As Mr. Justice (later Chief Justice) Kephart stated for a unanimous Court in Komenarsky, supra: ". . . if they as officers of a company collusively joined to perpetrate some wrong against the company, and thereafter enjoyed the fruits of that wrong, they would be jointly liable for their conduct and jointly and severally liable to account for their illegal acts. . . ." Id. at 160, 160 Atl. at 714.
[ 442 Pa. Page 264]
Today's world of corporate enterprise, with all its variations and complexities of control, management and finance, and the public's extensive participation in corporate ventures, renders it more imperative than ever before that corporate directors and officers adhere to the highest standards of responsible fiduciary conduct.
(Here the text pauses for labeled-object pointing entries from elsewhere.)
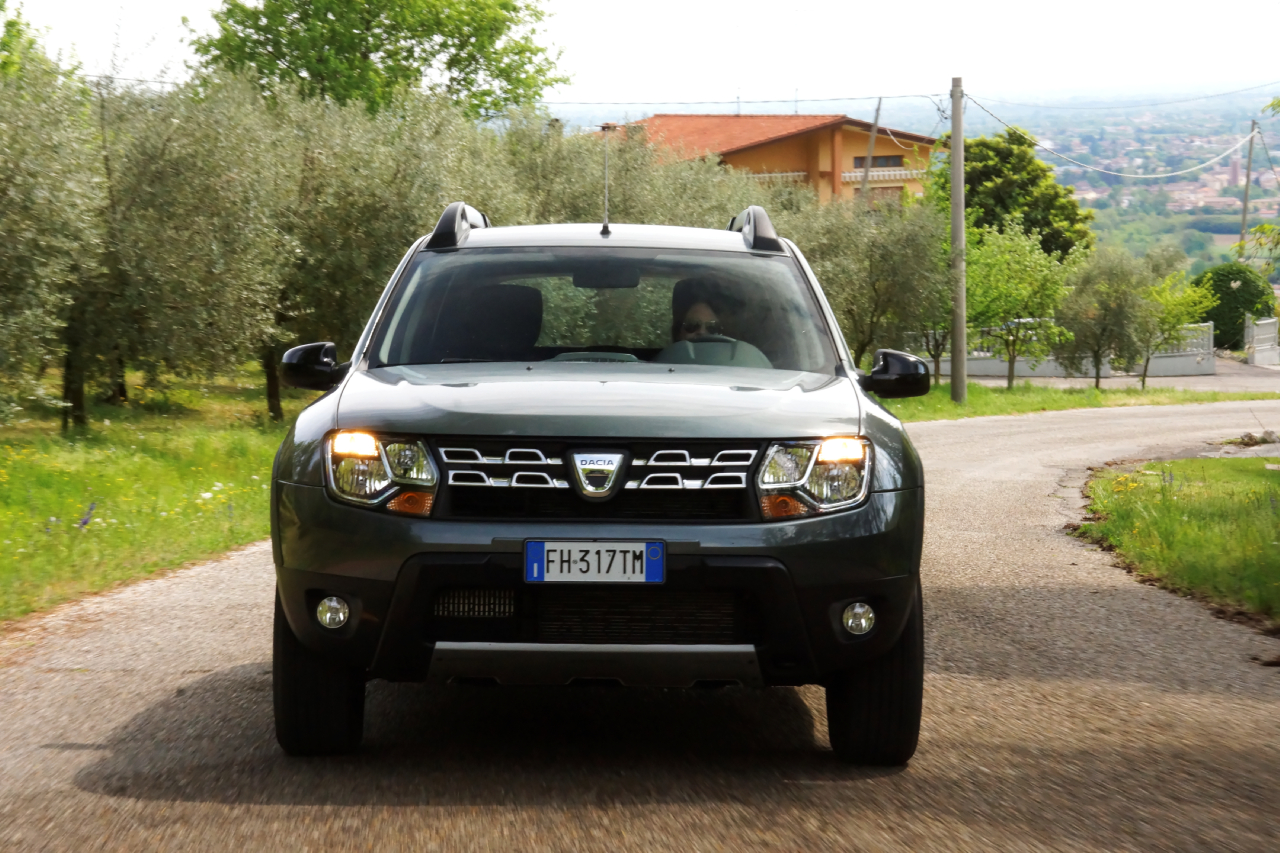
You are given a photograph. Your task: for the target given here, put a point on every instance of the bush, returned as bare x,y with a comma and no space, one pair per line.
1239,291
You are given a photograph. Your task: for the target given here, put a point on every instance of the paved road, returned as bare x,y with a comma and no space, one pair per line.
1066,707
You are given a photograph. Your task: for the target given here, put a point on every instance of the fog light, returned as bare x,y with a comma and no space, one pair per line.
859,617
333,611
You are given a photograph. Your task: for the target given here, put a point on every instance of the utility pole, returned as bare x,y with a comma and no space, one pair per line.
959,342
871,149
1248,177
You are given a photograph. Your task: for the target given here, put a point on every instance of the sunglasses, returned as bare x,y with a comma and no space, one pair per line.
705,327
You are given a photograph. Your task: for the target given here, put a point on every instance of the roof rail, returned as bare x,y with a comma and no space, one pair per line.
455,226
757,229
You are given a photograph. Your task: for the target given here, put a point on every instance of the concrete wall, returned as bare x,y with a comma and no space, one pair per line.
1261,341
1193,357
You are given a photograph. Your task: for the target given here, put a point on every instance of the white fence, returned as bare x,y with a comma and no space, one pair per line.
1260,340
1192,357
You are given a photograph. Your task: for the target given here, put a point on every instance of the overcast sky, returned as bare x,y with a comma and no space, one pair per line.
686,50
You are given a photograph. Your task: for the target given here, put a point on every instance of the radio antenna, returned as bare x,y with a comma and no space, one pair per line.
606,128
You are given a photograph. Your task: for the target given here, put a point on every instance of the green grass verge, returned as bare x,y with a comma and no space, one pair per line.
1024,398
177,475
1203,527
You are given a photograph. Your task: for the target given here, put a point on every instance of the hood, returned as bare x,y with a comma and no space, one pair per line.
599,400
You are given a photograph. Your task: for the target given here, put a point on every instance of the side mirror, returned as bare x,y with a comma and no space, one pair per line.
896,374
312,365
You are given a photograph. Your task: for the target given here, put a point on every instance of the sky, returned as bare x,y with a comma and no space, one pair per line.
693,50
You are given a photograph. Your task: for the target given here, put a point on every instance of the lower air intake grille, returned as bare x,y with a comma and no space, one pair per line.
475,603
616,615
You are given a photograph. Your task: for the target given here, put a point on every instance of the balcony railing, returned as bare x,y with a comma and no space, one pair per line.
878,176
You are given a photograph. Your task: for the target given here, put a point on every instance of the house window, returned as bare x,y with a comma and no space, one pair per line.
890,162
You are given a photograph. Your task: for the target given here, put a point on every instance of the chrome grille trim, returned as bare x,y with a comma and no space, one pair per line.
663,482
533,480
461,455
726,480
536,456
670,457
734,457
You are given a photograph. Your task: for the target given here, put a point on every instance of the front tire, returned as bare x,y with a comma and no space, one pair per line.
873,711
319,702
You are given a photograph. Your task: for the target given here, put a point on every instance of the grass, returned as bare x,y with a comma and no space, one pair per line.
1208,528
179,474
1024,398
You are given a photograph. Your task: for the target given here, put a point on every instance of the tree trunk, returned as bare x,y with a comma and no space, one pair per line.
73,387
73,369
119,387
273,383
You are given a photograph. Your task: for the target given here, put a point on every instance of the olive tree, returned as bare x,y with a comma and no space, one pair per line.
1014,288
1169,306
1101,311
874,264
362,188
190,245
50,194
562,178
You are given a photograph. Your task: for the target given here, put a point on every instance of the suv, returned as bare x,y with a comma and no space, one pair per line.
632,454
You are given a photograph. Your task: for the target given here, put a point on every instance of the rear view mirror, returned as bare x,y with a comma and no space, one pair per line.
607,277
312,365
896,374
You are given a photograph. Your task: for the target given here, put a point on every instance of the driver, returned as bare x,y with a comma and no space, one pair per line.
695,309
699,319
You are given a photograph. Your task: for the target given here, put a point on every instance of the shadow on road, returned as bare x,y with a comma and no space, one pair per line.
214,742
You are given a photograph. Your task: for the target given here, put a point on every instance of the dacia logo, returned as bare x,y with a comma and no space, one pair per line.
595,473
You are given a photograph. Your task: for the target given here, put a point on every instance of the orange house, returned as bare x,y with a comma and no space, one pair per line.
827,151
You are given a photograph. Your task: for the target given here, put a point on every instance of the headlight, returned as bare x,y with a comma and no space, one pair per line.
807,478
366,469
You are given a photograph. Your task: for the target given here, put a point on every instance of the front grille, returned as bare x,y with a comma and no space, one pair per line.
583,615
475,603
656,505
663,480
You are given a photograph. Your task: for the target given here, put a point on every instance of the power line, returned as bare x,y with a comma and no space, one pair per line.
1119,174
132,80
1270,165
1132,106
777,100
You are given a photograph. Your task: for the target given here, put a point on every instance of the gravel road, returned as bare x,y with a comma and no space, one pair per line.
1066,708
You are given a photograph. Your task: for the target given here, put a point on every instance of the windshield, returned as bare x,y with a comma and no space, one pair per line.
625,305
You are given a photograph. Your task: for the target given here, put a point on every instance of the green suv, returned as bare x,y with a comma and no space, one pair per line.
632,454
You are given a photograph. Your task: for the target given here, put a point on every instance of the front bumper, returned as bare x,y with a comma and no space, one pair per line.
780,587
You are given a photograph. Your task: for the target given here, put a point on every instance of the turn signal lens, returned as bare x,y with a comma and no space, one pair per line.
782,506
410,464
361,445
841,450
786,465
809,477
364,468
411,502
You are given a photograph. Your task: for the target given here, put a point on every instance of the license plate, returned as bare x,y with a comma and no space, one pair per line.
595,561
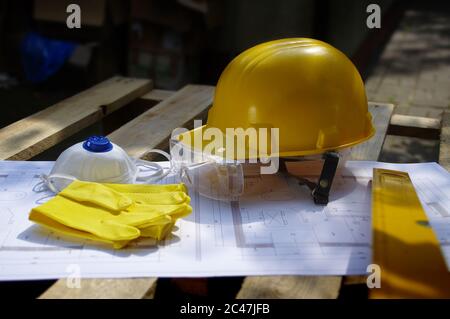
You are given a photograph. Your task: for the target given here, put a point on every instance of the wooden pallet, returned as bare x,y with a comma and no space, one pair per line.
167,110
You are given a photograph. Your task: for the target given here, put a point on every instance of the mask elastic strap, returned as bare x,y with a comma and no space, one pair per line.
46,179
160,173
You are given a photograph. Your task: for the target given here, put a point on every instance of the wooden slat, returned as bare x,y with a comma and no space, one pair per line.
414,126
36,133
153,128
103,289
149,130
444,149
304,287
157,95
370,150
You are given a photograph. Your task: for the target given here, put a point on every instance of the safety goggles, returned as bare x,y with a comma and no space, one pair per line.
210,175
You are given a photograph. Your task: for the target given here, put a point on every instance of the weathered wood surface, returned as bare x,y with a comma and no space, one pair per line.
38,132
444,147
304,287
152,129
103,289
157,95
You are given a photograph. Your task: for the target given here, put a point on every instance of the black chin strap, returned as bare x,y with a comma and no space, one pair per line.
320,191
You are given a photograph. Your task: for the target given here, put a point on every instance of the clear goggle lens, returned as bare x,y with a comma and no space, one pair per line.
211,176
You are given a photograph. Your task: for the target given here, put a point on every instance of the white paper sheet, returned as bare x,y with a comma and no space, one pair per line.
276,231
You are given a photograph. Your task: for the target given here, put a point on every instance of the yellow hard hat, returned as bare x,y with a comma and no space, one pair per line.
308,89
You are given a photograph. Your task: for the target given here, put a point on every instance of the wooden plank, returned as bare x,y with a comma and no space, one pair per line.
444,149
300,287
153,128
414,126
157,95
149,130
307,287
370,150
103,289
36,133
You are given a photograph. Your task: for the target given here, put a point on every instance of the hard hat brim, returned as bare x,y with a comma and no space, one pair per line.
195,141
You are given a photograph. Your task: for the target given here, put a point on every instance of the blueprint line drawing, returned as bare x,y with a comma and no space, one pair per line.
274,229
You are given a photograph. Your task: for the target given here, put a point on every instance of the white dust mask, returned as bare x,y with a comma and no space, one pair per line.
99,160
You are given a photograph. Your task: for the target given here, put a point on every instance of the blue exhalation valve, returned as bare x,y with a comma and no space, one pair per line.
97,144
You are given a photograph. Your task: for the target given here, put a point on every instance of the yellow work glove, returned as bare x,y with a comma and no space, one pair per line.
137,198
114,213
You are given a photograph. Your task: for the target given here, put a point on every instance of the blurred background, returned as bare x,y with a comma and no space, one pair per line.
174,42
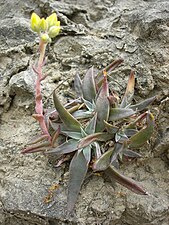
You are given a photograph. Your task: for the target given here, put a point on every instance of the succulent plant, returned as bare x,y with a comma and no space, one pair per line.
99,128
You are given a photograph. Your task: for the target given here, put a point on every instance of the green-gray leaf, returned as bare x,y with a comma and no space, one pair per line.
69,121
120,113
77,172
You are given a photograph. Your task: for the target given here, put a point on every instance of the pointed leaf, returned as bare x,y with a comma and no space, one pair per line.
103,162
143,105
120,113
144,134
88,86
131,154
89,105
66,147
87,153
82,114
118,148
74,135
110,128
125,181
69,121
129,91
90,129
94,137
130,132
102,106
78,169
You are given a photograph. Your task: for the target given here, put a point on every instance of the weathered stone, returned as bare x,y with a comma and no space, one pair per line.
93,33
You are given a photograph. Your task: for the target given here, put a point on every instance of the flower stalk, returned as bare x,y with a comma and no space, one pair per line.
38,95
43,28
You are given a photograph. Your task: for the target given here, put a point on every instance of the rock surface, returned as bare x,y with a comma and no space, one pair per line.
94,33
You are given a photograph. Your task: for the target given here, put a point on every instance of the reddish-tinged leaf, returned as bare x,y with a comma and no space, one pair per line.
67,147
77,172
125,181
103,162
129,153
144,134
69,121
94,137
120,113
128,96
89,86
102,106
118,148
143,105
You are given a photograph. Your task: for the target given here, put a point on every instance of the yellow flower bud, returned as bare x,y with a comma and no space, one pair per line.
43,25
51,20
35,20
45,38
54,31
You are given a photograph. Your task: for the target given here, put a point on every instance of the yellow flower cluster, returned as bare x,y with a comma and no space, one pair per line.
46,28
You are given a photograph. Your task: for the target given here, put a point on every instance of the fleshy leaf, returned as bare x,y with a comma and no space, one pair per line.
90,128
77,172
110,128
131,154
102,106
87,153
125,181
94,137
89,105
88,86
69,121
82,114
144,134
103,162
130,132
128,96
67,147
120,113
74,135
118,148
143,105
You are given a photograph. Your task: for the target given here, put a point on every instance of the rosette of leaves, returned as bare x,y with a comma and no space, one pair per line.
99,129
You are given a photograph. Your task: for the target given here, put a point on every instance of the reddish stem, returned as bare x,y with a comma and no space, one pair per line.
38,96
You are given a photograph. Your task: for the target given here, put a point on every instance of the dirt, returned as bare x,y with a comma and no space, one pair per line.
93,33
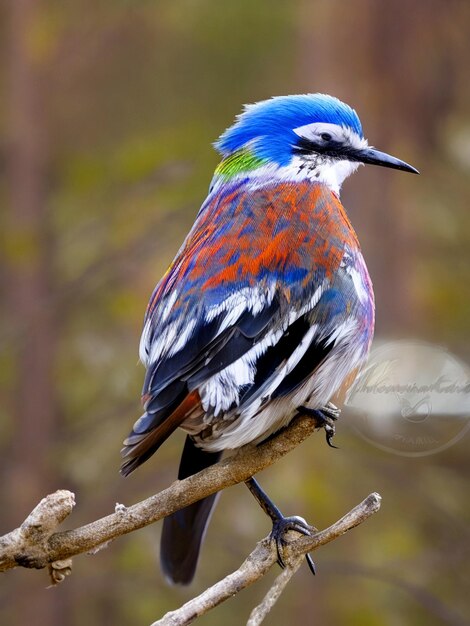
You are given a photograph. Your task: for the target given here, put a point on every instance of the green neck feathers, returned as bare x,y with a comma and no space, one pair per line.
238,163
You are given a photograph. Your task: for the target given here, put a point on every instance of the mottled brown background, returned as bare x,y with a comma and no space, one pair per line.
108,110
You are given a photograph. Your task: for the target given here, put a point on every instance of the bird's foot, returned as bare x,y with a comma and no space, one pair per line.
325,418
281,526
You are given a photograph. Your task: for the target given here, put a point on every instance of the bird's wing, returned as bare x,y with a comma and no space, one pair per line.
242,295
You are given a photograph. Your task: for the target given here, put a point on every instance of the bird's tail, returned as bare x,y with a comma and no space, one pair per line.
184,530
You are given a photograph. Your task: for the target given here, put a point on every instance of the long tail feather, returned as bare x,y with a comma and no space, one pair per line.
184,530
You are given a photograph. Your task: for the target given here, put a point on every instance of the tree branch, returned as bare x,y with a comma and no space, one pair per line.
36,544
260,561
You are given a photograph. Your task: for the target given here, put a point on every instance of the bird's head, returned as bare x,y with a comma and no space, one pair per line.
311,136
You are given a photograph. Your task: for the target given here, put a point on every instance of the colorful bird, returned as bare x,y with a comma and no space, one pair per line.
266,309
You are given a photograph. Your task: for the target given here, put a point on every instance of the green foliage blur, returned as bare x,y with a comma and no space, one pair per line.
108,111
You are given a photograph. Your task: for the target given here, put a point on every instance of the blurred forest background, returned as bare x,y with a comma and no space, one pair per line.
108,110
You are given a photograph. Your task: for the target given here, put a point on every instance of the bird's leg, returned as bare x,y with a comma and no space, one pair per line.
325,417
281,524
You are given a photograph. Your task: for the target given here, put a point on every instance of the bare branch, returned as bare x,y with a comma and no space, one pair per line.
259,562
36,544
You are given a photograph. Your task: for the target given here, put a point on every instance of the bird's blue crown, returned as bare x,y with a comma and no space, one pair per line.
267,128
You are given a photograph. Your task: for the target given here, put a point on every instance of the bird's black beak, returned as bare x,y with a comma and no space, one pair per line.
371,156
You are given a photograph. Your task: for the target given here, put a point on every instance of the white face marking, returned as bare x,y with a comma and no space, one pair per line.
314,167
342,134
327,170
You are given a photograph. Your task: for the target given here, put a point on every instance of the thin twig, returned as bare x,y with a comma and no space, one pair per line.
37,550
263,557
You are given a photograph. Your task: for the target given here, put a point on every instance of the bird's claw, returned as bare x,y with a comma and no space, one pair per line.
283,525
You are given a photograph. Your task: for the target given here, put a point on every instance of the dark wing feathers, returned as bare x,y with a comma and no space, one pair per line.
171,381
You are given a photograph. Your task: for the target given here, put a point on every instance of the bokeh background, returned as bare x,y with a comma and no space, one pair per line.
108,110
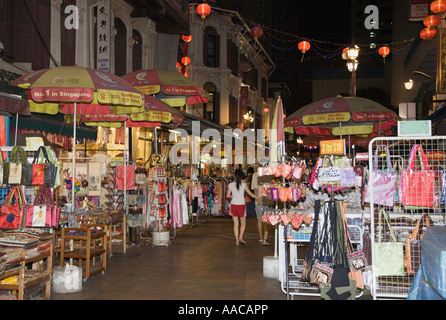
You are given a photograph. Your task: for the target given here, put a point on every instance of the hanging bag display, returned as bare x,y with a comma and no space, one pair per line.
418,184
389,256
383,182
412,252
43,212
348,175
52,170
38,168
298,170
328,173
130,179
11,214
16,165
2,165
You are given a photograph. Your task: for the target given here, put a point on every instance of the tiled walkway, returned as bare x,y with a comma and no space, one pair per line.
202,263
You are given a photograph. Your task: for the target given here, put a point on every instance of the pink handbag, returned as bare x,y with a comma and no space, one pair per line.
384,182
44,212
298,170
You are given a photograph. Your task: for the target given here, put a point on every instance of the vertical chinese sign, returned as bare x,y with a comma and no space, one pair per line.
103,36
441,61
419,9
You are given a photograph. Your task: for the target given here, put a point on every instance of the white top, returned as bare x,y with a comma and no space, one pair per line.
238,195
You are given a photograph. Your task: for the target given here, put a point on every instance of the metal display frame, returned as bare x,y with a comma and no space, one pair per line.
403,219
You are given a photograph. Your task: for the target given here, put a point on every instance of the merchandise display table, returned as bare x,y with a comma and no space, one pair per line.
87,243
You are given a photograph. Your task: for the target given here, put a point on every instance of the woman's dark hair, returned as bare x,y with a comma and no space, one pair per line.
238,174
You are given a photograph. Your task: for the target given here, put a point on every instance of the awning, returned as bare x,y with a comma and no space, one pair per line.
438,115
54,124
13,99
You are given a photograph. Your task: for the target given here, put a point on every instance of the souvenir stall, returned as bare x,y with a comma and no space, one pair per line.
405,234
313,203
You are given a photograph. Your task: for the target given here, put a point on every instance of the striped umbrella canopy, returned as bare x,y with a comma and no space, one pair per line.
277,135
339,116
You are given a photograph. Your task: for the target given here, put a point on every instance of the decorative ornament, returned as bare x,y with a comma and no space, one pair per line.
438,6
384,52
303,46
428,33
256,32
432,21
185,60
203,10
186,39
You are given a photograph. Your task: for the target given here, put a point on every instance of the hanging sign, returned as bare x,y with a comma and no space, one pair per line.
332,147
419,9
103,36
441,61
421,128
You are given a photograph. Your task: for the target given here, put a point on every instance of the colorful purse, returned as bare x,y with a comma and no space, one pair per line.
418,185
383,182
348,176
389,256
43,212
298,170
11,215
412,252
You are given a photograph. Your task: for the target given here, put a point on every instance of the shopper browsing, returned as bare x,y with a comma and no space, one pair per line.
236,193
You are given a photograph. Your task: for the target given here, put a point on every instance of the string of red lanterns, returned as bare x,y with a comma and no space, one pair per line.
203,10
434,20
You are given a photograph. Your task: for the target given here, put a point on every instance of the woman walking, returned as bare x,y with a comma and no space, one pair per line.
236,192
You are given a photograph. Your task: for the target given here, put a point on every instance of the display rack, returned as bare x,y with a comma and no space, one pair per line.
31,277
403,218
157,205
291,266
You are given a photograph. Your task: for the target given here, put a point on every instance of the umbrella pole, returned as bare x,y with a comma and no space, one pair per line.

If our competitive market economy is to operate in the best interests of shareholders and society in general, we can condone no intentional violations of corporate fiduciary duties. Only in this way can the necessary confidence in corporate institutions so essential to the vitality of our economic and social way of life be maintained.
At a time when we all seek the highest level of integrity from those placed in positions of trust, it would be worthwhile to recall the well known admonition of Chief Judge Cardozo, speaking for the New York Court of Appeals.
"Joint adventurers, like co-partners, owe to one another, while the enterprise continues, the duty of the finest loyalty. Many forms of conduct permissible in a workaday world for those acting at arm's length, are forbidden to those bound by fiduciary ties. A trustee is held to something stricter than the morals of the market place. Not honesty alone, but the punctilio of an honor the most sensitive, is then the standard of behavior. As to this there has developed a tradition that is unbending and inveterate. Uncompromising rigidity has been the attitude of courts of equity when petitioned to undermine the rule of undivided loyalty by the 'disintegrating erosion' of particular exceptions. . . . Only thus has the level of conduct for fiduciaries been kept at a level higher than that trodden by the crowd. It will not consciously be lowered by any judgment of this court." Meinhard v. Salmon, 249 N.Y. 458, 164 N.E. 545 (1928).
[ 442 Pa. Page 265]
In conclusion, having carefully reviewed the more than 3,700 pages of testimony and exhibits, we find no error in the chancellor's adjudication that Monaco and Joachim conspired to and did divert to their personal advantage the corporate opportunities previously recited. The record clearly reveals that Monaco's actions were intertwined with Joachim's from the outset in a common design to utilize their corporate positions to obtain unjust personal gain. Monaco failed to disclose at the February 12, 1964, Seaboard meeting that the Seaboard-Blue Ridge lease had terminated, that Blue Ridge had sold its interest in the coal banks to Joachim, and that Joachim had entered into an agreement with Pagnotti. Furthermore, Monaco displayed a worthless agreement to the other shareholders and represented that it was a binding agreement between Seaboard and Pagnotti. His affirmative assistance and active participation in depriving Seaboard of corporate opportunities permeate this entire saga.
Accordingly, the decree of September 9, 1969, of the Court of Common Pleas of Philadelphia is affirmed. Appellant to pay costs.